American McKayla Maroney entered the women’s vault event in gymnastics as the heavy gold medal favorite. On her first attempt, Maroney put up the top vault of the day, but she shockingly fell down on her second attempt. Maroney ended up with the silver behind Romania’s Sandra Izbasa after the judges averaged the two scores. For sure, Maroney’s silver medal counts as an upset for the usually-perfect vault specialist. No one expected Maroney to finish anywhere besides the top of the podium, especially after Bela Karolyi marveled that her vault in the team final did not earn perfect marks.

No upsets came in diving today as Wu Minxia earned her sixth Olympic medal and the fifth gold medal in diving for China at these Olympics. With the win, Wu tied Guo Jingjing as the most decorated diver in history. China struck again when He Zi took silver, and Mexico’s Laura Sanchez Soto took bronze. Cassidy Krug from the U.S. stood well within medal contention before the final round, hanging right in with Sanchez Soto and Italy’s Tania Cagnotto before falling to seventh place. Still, the Americans have already won three diving medals, three more than they had in the last two Olympics combined, and they still have more medal chances coming up this week.

Finally, we’ve got a big race coming up in minutes in the men’s 100m dash. Jamaica’s Yohan Blake will start from lane five (the fastest lane), with Americans Tyson Gay and Justin Gatlin on either side of him. Blake won the World title last year after countryman Usain Bolt false started. Bolt, of course, won gold in Beijing and holds the world record at 9.58. Blake beat Bolt and former world record-holder Asafa Powell at Jamaica’s Olympic Trials, but he faces a much deeper field tonight, and a medalist could come from any lane.
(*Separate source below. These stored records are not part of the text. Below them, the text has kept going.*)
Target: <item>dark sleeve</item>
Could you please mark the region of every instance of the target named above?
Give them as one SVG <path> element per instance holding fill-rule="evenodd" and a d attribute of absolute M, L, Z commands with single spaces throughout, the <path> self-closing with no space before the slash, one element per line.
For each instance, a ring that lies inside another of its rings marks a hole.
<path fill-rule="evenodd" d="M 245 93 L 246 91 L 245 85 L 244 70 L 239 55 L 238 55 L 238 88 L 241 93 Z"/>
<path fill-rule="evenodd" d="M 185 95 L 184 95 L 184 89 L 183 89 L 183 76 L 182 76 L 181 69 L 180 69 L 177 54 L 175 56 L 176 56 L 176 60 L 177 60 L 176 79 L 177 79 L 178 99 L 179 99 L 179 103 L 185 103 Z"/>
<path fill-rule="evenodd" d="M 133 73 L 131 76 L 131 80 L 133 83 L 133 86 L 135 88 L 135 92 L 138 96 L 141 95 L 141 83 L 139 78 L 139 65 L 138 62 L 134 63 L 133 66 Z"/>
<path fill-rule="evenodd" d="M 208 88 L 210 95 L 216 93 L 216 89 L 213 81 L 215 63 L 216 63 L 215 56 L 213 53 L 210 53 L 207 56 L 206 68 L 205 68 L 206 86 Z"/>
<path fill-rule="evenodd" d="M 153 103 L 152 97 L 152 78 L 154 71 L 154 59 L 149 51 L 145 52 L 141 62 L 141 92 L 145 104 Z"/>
After Gay failed to final four years ago, Bolt and Powell entered the final as the favorites, but Powell ended up off the medal podium after Trinidad and Tobago’s Richard Thompson and the U.S.’s Walter Dix overpowered him. Thompson got into the final this time, and he could pull a surprise medal finish from lane two. American Ryan Bailey led the field through the first round, and he’s in the field, along with Powell and Dutchman Churandy Martina. He has some major challengers, but Bolt knows how to come through when the stakes reach their highest. He should take gold.

1. Usain Bolt
2. Yohan Blake
3. Justin Gatlin

I’ve been participating in ESPN’s London Pick’em with very mediocre results. For most sports, I’m guessing on my picks, and most questions involve asking if something will happen or not. For example, one asks if the American men’s basketball team will beat Lithuania by 25 points or if the game will finish in some other result. While the Americans won, Lithuania hung in until the very end and only lost by 5, so I got no credit. Still, I’m enjoying making the picks. So far today, I’m an impressive 7-for-11, though I don’t expect to come close to my record in picking swimming finals, where I finished 21-for-32 (in my original picks).